With over 250 events a year, The New York Times does a lot of client entertaining events that allow a NYT Executive and Business Editors to have an intimate dinner with clients throughout the U.S. When given a date and location for a dinner, our team must find a venue that can host 20-30 people at one table and remain within our budget. I have spent this past week compiling a list of venues for dinners in D.C., Detroit, London and NYC. When compiling these lists, I have to be sure I have pricing, availability, photos, and additional information to present to the Executive who is overseeing the event. I arranged a site visit for our team this week to visit one of the dinner venues in NYC so we could talk to the event executive at the restaurant and see the space in person. When given the opportunity, our team loves to be able to see a space in person so we can get a better understanding if the space will work for the particular event.
With so many events in one year, and at least two a week, our team needs to ensure we have every little detail accounted for. Whether the event is in NYC and we are attending it, our it is in a different state and an NYT Events Team member is attending or there is another point person, we need to ensure that everyone knows what to do on site. My manager makes an “overview” for every event we do that has the same base information: location, run of show, branding, menu, on-site contact number, guest count.
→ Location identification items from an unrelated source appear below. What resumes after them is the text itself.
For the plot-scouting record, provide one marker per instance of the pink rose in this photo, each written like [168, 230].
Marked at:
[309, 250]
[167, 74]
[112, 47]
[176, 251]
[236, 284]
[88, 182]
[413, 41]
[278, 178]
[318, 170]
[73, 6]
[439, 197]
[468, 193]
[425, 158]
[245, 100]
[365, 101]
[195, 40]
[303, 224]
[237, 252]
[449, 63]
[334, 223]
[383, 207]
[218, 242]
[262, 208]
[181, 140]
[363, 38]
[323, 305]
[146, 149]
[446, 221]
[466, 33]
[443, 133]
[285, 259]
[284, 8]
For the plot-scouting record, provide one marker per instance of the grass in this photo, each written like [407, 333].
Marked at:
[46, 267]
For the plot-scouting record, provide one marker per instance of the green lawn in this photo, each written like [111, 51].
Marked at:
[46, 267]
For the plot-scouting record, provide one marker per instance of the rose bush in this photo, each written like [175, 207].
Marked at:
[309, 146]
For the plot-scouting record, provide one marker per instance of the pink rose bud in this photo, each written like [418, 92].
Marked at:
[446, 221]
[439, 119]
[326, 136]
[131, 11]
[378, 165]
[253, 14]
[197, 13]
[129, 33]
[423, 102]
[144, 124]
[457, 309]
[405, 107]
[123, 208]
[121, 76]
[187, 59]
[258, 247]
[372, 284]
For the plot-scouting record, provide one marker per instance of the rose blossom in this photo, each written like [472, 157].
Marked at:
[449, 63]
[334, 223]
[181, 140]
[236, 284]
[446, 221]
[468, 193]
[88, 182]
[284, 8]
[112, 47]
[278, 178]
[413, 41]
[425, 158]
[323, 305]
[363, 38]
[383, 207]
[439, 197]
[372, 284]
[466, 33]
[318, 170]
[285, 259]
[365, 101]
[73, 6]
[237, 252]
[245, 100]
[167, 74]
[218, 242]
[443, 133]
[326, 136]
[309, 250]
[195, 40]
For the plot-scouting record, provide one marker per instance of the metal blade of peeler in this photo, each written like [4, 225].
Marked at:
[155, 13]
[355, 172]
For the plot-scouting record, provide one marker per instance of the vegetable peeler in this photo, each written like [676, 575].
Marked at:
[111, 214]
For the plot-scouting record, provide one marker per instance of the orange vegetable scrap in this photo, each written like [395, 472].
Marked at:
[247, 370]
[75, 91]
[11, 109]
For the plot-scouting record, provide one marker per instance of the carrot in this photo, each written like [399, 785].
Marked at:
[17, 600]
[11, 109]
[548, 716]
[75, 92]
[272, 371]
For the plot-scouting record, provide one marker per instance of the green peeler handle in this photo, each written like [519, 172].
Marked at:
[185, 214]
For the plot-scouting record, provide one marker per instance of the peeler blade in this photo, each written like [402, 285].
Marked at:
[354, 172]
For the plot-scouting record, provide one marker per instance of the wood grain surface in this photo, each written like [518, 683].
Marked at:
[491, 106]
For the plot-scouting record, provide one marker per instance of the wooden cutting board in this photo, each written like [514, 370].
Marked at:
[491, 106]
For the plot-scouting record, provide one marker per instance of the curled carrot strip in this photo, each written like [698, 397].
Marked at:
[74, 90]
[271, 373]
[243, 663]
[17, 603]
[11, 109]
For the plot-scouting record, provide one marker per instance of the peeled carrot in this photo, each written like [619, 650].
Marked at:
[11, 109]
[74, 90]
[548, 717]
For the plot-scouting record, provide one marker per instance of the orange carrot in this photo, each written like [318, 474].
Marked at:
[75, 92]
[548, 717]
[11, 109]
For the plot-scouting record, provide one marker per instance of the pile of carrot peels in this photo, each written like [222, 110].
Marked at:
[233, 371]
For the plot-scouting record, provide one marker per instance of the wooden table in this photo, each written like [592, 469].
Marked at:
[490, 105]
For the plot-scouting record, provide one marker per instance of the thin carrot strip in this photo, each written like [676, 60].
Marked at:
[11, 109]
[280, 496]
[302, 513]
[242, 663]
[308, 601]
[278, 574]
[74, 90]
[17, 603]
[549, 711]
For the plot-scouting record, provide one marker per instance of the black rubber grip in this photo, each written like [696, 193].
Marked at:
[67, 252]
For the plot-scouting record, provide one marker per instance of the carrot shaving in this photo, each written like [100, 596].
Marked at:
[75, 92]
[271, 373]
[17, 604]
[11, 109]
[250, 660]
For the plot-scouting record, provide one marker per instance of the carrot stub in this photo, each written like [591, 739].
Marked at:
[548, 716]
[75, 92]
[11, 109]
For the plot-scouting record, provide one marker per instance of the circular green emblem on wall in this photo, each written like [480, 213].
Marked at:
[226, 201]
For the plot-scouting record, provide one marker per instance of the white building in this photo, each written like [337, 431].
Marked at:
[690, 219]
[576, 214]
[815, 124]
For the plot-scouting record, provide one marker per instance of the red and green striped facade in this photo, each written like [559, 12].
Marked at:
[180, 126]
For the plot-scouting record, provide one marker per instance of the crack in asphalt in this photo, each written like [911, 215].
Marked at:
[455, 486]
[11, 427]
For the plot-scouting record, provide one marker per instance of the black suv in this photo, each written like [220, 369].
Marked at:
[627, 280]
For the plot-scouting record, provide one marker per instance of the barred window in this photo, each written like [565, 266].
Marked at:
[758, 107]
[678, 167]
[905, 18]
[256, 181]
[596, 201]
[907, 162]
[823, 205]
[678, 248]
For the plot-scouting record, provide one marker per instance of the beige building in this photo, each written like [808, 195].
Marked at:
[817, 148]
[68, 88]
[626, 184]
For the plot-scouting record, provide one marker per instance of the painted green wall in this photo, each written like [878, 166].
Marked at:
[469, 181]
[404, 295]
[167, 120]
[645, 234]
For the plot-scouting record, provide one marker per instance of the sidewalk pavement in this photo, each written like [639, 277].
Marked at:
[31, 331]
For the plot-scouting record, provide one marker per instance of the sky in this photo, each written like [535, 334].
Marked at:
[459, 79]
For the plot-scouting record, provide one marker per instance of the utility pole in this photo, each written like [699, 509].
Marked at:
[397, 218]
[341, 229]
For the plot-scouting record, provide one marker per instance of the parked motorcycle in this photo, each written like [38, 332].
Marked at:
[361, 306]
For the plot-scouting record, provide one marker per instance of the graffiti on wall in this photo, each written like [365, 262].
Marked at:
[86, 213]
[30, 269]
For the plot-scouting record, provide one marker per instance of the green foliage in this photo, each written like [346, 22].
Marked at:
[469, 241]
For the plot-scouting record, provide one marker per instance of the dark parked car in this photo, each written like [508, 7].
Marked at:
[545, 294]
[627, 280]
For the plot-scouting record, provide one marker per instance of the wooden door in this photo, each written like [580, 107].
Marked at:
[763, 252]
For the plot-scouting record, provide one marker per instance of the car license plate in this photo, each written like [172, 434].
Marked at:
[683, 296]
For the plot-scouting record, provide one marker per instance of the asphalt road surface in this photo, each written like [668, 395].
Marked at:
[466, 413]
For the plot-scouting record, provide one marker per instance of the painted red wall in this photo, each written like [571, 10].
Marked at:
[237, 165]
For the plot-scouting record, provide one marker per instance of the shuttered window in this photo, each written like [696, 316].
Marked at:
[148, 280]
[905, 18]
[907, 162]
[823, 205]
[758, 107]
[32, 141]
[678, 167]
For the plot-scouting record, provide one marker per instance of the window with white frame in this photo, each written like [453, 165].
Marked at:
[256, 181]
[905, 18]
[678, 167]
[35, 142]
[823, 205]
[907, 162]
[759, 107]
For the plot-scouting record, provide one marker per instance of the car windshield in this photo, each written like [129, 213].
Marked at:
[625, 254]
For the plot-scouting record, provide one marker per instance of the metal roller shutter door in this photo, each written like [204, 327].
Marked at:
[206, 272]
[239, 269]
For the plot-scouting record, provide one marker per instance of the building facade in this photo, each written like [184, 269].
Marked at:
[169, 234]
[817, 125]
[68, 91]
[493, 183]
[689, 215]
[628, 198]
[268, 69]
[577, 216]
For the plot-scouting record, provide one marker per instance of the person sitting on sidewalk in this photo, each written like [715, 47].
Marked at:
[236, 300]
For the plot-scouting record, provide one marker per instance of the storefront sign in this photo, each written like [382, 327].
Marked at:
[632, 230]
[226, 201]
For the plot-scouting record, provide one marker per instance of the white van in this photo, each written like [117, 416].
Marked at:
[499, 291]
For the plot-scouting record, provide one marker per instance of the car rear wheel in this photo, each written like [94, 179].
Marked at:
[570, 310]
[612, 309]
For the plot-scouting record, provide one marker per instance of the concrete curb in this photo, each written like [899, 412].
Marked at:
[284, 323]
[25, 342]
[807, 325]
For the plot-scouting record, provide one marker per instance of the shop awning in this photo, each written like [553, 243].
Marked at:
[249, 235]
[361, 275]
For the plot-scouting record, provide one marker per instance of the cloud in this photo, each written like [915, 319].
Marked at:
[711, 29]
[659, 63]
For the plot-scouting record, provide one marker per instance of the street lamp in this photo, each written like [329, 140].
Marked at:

Having an overview like this allows us to run through the whole event with the team, the venue, and any other people helping with the event. It has become so clear to me how important communication is for our team. We will not send an invoice until we have a firm written yes from an executive, and we will ensure that after every meeting with an executive we send them a recap of the meeting. Having everything in writing and accessible to go back to for reference is so important.
Just being able to work at The New York Times and in such an impressive work environment has been such a great education. I have learned how an effective business is operated, especially in a large company in which our team has to interact with several different teams throughout the building.
It sounds like the work that you are doing continues to be invaluable for the organization. I imagine with the nature of the food industry – with restaurants closing and opening all the time – it may be a rather on-going process to maintain lists of possible venues as some may fall off (because they close) and others may be added (as they come on-line). That could be a full-time job in and of itself. I encourage you to keep a detailed list of all the tasks, projects, initiatives that you worked on/completed this summer as it will be a really useful tool when you start interviewing; to be able to talk about work that you’ve done and how that relates to work you may be asked to do elsewhere is really essential.